Albert R. Jonsen es un autor de referencia en el estudio histórico y crítico del razonamiento moral casuístico, entendido como el modo de resolver problemas éticos concretos mediante el examen de principios, circunstancias y criterios de juicio. Su aportación más citada se concentra en la forma en que la tradición moral (incluida la de Tomás de Aquino) aborda los «casos difíciles», evitando tanto el relativismo como el automatismo: el hecho de que exista un principio moral no significa que todos los casos sean idénticos, porque a veces entran en juego condiciones que afectan la calificación práctica del acto. En el debate contemporáneo, su obra también aparece conectada con discusiones sobre el papel de la conciencia, el modo de entender la probabilidad en la acción moral y los límites legítimos de la casuística frente a lo que se considera abuso.1,2,3

Tabla de contenido

Introducción: por qué Jonsen es relevante para la teología moral católica

La tradición católica no reduce la moral a fórmulas abstractas desligadas de la realidad, sino que integra principios universales con el discernimiento sobre lo que efectivamente se está haciendo en un caso concreto.

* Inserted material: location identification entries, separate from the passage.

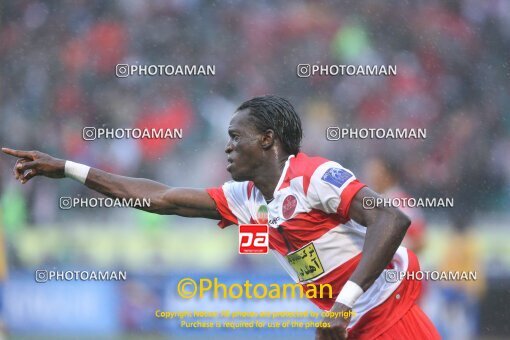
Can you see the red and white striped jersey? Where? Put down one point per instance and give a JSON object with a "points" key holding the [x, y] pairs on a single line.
{"points": [[310, 231]]}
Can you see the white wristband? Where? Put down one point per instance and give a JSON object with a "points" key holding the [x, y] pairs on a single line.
{"points": [[76, 171], [349, 294]]}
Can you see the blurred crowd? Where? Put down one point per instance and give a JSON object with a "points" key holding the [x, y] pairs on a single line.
{"points": [[57, 76]]}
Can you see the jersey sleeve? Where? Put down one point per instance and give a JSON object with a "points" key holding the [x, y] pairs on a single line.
{"points": [[231, 202], [332, 189]]}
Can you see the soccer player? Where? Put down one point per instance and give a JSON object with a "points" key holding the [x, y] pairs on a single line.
{"points": [[319, 229]]}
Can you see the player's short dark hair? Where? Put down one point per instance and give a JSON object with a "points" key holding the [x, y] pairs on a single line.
{"points": [[277, 114]]}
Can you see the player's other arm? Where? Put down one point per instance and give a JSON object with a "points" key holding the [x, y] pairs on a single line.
{"points": [[164, 199]]}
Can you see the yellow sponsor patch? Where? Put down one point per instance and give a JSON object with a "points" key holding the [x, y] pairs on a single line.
{"points": [[306, 262]]}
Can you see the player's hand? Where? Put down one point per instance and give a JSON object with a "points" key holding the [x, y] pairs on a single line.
{"points": [[338, 325], [35, 163]]}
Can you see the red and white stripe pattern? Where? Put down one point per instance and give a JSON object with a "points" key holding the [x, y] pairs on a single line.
{"points": [[310, 207]]}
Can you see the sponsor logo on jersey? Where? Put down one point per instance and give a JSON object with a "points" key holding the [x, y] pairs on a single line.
{"points": [[253, 239]]}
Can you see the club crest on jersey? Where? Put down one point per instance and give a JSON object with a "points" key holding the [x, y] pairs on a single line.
{"points": [[289, 206], [336, 176], [262, 215]]}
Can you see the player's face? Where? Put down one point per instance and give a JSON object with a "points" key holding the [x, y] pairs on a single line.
{"points": [[243, 148]]}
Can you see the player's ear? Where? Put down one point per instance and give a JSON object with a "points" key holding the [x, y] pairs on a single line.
{"points": [[267, 139]]}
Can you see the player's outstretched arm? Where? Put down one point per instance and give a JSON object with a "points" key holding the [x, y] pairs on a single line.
{"points": [[164, 199]]}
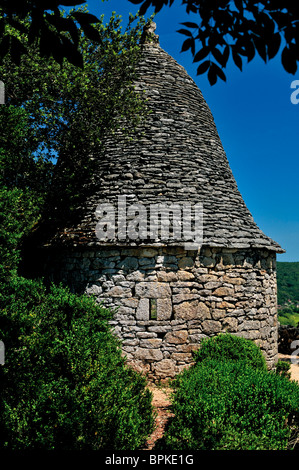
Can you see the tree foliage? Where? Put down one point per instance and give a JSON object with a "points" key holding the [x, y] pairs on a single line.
{"points": [[70, 109], [239, 29], [46, 28]]}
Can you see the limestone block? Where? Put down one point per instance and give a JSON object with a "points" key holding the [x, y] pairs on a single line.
{"points": [[142, 311], [119, 291], [164, 309], [129, 263], [135, 276], [176, 337], [165, 368], [211, 327], [184, 275], [230, 324], [191, 310], [153, 290], [164, 276], [223, 291], [152, 343], [185, 263], [150, 355], [148, 252]]}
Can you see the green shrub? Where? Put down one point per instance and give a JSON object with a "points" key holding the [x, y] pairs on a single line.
{"points": [[283, 368], [230, 347], [227, 405], [65, 384]]}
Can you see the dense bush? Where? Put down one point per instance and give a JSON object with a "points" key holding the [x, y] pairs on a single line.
{"points": [[229, 401], [226, 346], [226, 405], [65, 384]]}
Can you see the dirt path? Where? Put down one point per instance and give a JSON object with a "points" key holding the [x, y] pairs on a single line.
{"points": [[161, 403], [294, 367]]}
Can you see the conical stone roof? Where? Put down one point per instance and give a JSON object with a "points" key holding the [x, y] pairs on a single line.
{"points": [[175, 156]]}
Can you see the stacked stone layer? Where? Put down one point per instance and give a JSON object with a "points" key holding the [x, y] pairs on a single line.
{"points": [[175, 156], [167, 299], [197, 295]]}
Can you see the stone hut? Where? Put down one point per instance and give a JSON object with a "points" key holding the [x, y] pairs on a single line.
{"points": [[169, 294]]}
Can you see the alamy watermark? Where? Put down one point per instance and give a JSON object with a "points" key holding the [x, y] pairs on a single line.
{"points": [[295, 94], [295, 354], [2, 353], [161, 222], [2, 93]]}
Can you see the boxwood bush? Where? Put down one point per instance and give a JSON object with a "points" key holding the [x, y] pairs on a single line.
{"points": [[227, 404], [231, 347], [64, 384]]}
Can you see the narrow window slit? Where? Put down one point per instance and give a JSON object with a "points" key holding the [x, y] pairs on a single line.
{"points": [[153, 309]]}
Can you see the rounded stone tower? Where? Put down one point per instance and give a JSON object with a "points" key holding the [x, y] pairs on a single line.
{"points": [[166, 239]]}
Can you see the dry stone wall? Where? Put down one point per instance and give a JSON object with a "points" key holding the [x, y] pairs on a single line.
{"points": [[166, 299]]}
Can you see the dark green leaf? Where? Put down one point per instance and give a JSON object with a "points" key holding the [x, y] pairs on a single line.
{"points": [[274, 45], [201, 54], [85, 18], [212, 75], [188, 24], [203, 67], [219, 56], [260, 45], [237, 59], [186, 32], [187, 44], [288, 60]]}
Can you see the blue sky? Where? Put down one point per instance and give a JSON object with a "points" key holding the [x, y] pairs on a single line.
{"points": [[256, 121]]}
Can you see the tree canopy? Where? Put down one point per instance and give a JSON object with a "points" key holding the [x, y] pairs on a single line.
{"points": [[239, 29], [55, 34], [53, 125]]}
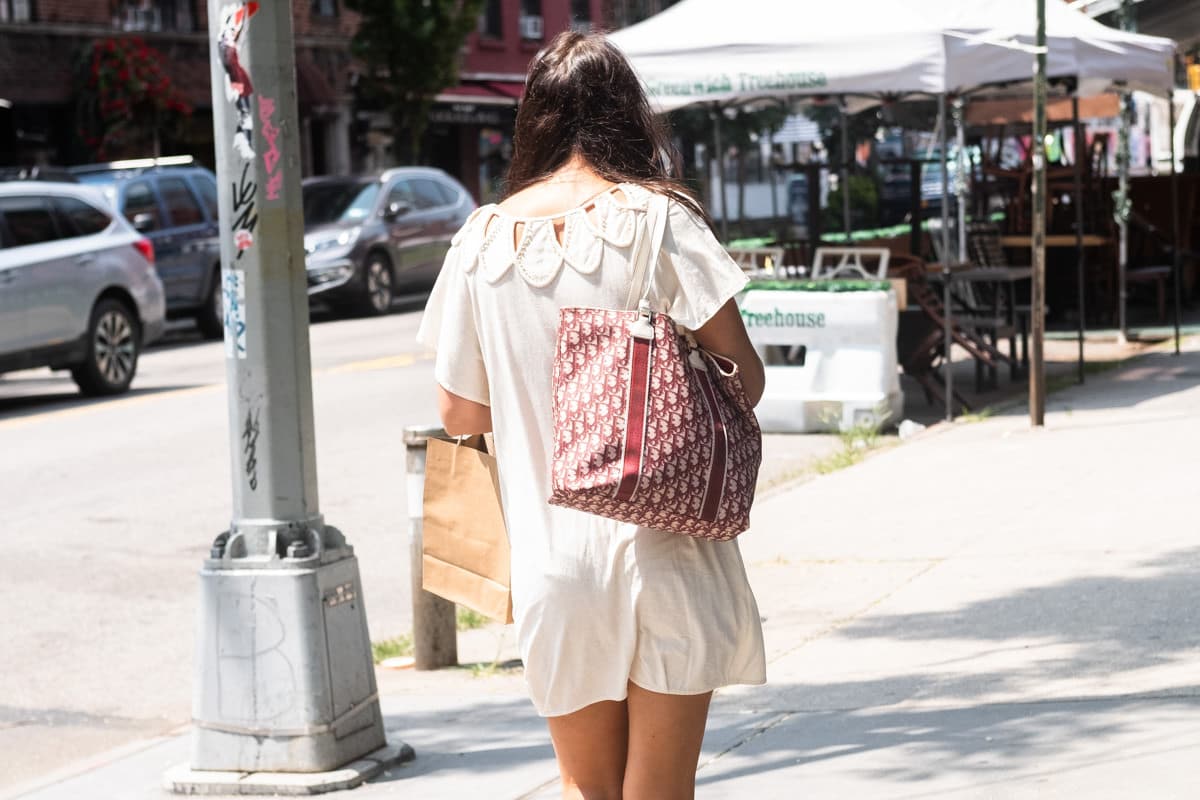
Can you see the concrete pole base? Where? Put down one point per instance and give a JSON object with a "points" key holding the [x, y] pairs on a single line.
{"points": [[184, 780]]}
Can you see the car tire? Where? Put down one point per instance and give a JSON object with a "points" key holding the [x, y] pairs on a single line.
{"points": [[378, 286], [210, 318], [114, 342]]}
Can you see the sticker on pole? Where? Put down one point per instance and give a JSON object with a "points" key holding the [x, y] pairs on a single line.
{"points": [[233, 300]]}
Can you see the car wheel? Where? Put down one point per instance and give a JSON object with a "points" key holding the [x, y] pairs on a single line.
{"points": [[210, 319], [113, 347], [377, 286]]}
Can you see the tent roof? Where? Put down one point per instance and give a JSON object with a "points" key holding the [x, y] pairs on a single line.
{"points": [[712, 50]]}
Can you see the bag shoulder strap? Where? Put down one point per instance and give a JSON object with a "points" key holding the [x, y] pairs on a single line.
{"points": [[649, 247]]}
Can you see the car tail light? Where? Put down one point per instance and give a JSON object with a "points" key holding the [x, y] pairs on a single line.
{"points": [[145, 247]]}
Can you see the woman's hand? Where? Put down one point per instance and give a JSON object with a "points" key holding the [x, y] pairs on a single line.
{"points": [[461, 416], [725, 334]]}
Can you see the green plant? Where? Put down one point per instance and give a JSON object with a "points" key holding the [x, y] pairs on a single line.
{"points": [[393, 648], [856, 440], [124, 96], [469, 619], [412, 50]]}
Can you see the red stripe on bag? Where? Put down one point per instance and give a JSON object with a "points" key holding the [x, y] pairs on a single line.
{"points": [[635, 417], [715, 491]]}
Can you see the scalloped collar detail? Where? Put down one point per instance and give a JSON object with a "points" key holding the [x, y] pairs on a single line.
{"points": [[487, 238]]}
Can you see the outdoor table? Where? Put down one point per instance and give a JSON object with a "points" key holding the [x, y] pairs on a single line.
{"points": [[829, 349]]}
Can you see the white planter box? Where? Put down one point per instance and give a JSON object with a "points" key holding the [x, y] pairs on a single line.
{"points": [[850, 366]]}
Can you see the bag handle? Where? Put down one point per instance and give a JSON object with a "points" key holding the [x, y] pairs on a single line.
{"points": [[649, 247]]}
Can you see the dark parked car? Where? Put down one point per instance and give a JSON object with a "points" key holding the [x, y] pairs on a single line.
{"points": [[366, 238], [172, 202]]}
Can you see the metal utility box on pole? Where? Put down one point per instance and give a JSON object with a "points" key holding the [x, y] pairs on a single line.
{"points": [[285, 680], [1037, 312]]}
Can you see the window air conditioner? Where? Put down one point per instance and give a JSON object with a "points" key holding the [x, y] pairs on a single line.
{"points": [[531, 26]]}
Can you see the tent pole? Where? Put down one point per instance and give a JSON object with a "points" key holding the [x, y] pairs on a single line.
{"points": [[960, 181], [719, 152], [845, 169], [1121, 202], [1176, 262], [1037, 312], [1080, 270], [771, 176], [943, 131]]}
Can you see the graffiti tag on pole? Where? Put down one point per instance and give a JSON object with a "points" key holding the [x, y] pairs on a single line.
{"points": [[233, 299], [239, 88], [271, 155]]}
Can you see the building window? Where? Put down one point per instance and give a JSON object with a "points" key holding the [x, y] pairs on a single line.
{"points": [[16, 11], [531, 22], [581, 16], [154, 16], [491, 22]]}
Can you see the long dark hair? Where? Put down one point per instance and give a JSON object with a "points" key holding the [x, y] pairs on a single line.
{"points": [[582, 97]]}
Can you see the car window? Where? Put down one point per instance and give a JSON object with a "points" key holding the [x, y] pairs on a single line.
{"points": [[449, 194], [426, 193], [83, 218], [29, 220], [208, 191], [139, 199], [402, 192], [181, 204], [339, 202]]}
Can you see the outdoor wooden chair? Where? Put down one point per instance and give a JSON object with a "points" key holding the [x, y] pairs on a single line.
{"points": [[922, 359]]}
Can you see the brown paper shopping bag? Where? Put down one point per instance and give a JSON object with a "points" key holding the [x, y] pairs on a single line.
{"points": [[465, 546]]}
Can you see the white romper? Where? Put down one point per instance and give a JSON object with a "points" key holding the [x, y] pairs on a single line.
{"points": [[597, 602]]}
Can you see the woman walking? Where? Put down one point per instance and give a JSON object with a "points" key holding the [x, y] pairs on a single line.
{"points": [[624, 631]]}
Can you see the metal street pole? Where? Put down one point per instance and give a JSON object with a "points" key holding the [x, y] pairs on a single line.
{"points": [[1037, 313], [947, 324], [285, 680]]}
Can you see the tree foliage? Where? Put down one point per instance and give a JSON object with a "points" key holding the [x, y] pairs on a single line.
{"points": [[411, 49]]}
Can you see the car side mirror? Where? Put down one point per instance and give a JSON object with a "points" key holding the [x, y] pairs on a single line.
{"points": [[143, 222], [396, 210]]}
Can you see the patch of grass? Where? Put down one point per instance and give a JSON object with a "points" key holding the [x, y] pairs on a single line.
{"points": [[469, 619], [985, 413], [856, 441], [399, 645]]}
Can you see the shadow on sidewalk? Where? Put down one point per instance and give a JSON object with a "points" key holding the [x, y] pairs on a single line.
{"points": [[875, 750]]}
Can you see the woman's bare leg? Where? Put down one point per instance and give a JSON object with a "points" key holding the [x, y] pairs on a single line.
{"points": [[665, 734], [591, 745]]}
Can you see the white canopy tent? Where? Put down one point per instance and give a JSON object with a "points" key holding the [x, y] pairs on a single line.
{"points": [[717, 52], [712, 52]]}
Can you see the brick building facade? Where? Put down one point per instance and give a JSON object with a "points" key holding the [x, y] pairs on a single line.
{"points": [[42, 43], [41, 52]]}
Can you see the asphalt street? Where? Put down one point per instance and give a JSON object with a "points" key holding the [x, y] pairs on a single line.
{"points": [[109, 507]]}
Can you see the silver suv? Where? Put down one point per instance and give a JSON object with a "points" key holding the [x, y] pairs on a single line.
{"points": [[78, 289], [369, 236]]}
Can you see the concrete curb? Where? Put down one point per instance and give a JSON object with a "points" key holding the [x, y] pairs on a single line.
{"points": [[184, 780]]}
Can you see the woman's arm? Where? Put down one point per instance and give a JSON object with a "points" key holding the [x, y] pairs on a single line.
{"points": [[461, 416], [725, 334]]}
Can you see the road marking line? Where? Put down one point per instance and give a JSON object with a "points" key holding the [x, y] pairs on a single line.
{"points": [[387, 362], [369, 365]]}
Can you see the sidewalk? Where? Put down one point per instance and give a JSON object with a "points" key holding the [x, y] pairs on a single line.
{"points": [[983, 612]]}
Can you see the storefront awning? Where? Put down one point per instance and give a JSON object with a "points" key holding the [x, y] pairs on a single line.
{"points": [[484, 92]]}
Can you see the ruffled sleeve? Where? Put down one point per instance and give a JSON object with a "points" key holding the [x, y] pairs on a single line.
{"points": [[450, 329], [695, 276]]}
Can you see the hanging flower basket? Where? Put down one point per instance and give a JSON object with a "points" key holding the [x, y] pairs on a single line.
{"points": [[125, 95]]}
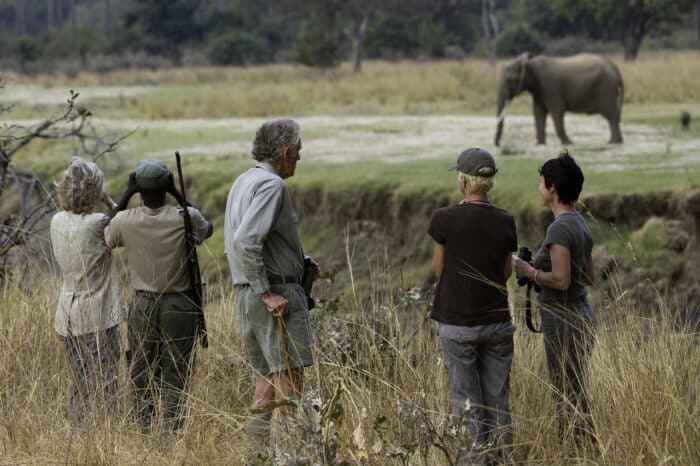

En ese cruce entre norma y aplicación, la historia de la casuística —y su evaluación— resulta decisiva.

En los estudios sobre razonamiento moral, Jonsen es citado especialmente por su interés en reconstruir cómo se argumentaba en la práctica cuando existían dilemas reales. De hecho, algunos análisis contemporáneos lo presentan como parte de una comprensión histórica según la cual la casuística no nace como «licencia para justificar cualquier cosa», sino como una tentativa de encontrar el mejor curso posible bajo condiciones de incertidumbre, presiones del contexto o deberes que chocan.1

Casuística, «conciencia perpleja» y búsqueda del mal menor

Un elemento recurrente en los relatos históricos de la casuística es la figura de la conciencia perpleja: la situación en la que un agente se siente obligado a decidir, pero percibe que cualquier alternativa parece implicar un mal. En esa línea, se cita el modo en que algunos autores cristianos antiguos describieron cómo el diablo o la tentación podían «enredar» la percepción moral haciendo que resolver un conflicto exigiera elegir entre males aparentes.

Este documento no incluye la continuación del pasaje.